The application of information operations during future wars likely will be near the top of the agenda for the new defense leadership. The field is considered key to irregular warfare, which many defense officials believe to be the predominant type of conflict facing America in the foreseeable future.
An August draft version of a yet-unreleased policy directive governing IW says information ops are crucial for neutralizing “adversary propaganda” during Iraq-style counterinsurgency campaigns, as we reported in September.
Exactly how this should be done isn’t all that clear yet, according to experts and officials, who say some thorny issues remain to be resolved.
For example, one question is who should be in charge of conducting information operations. “IO authorities have been a subject of much contention from the outset over a decade ago,” one expert writes.
While the authority to employ IO initially rested solely with the “national command authority,” which consists of the president and the defense secretary, the combatant commanders were given more power over IO some years ago, this expert said. “Now ((it is)) a bit of pulling and hauling, with many hoping a balanced result will ensue.”

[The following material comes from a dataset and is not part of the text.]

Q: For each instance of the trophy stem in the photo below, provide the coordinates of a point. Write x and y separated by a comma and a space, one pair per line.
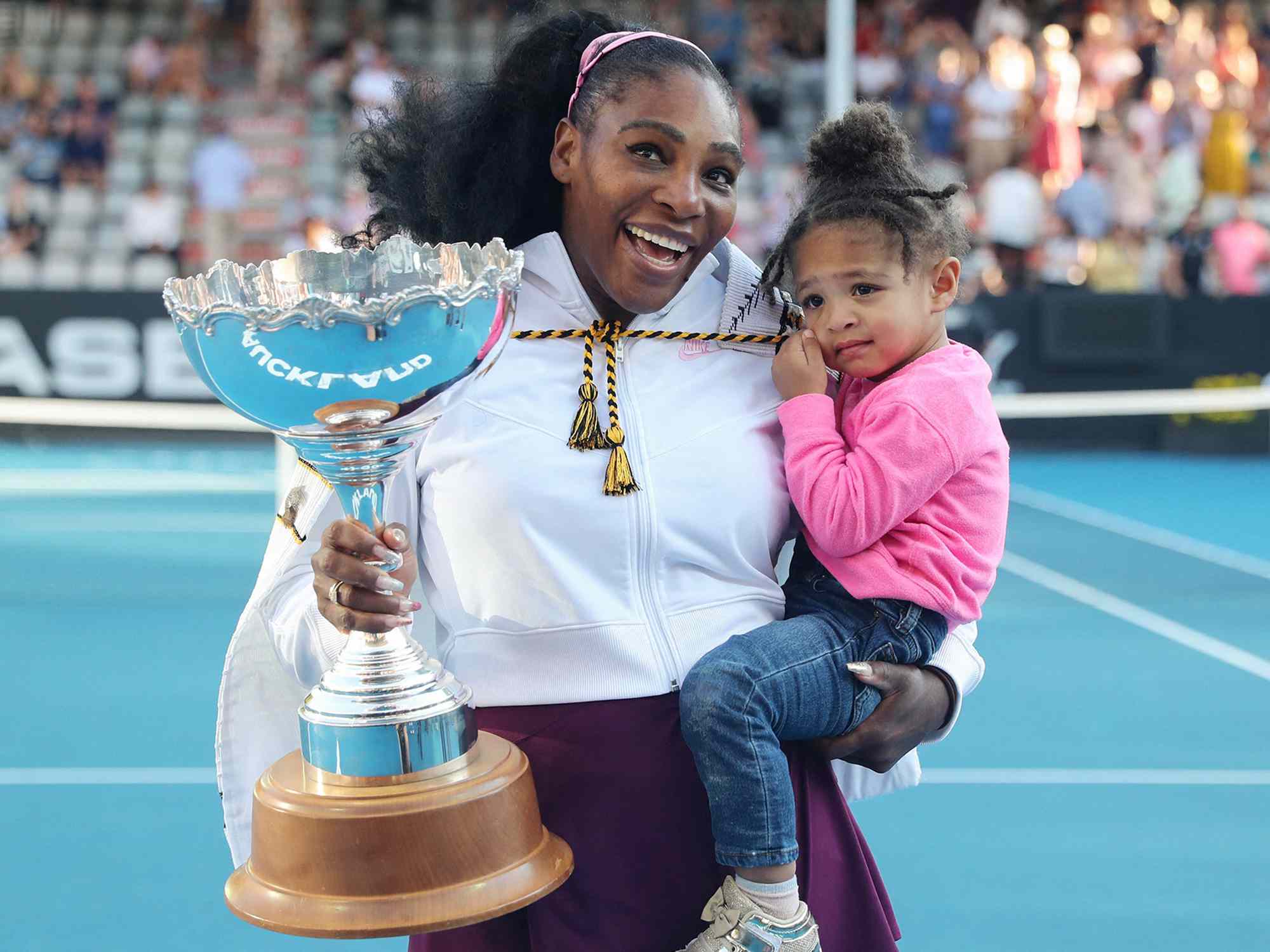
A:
385, 710
365, 503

There also were instances of friction among the COCOMs themselves, we’re told. One official described a “food fight” breaking out at one point over operational control of IO forces and equipment between U.S. Strategic Command and U.S. Central Command as part of the military’s “Countering Adversary Use of the Internet” program.
That program targets the online propaganda efforts of violent Islamic extremists, we reported last month.
In that context, the now-declassified Rumsfeld-era information operations roadmap, from 2003, remains a great read.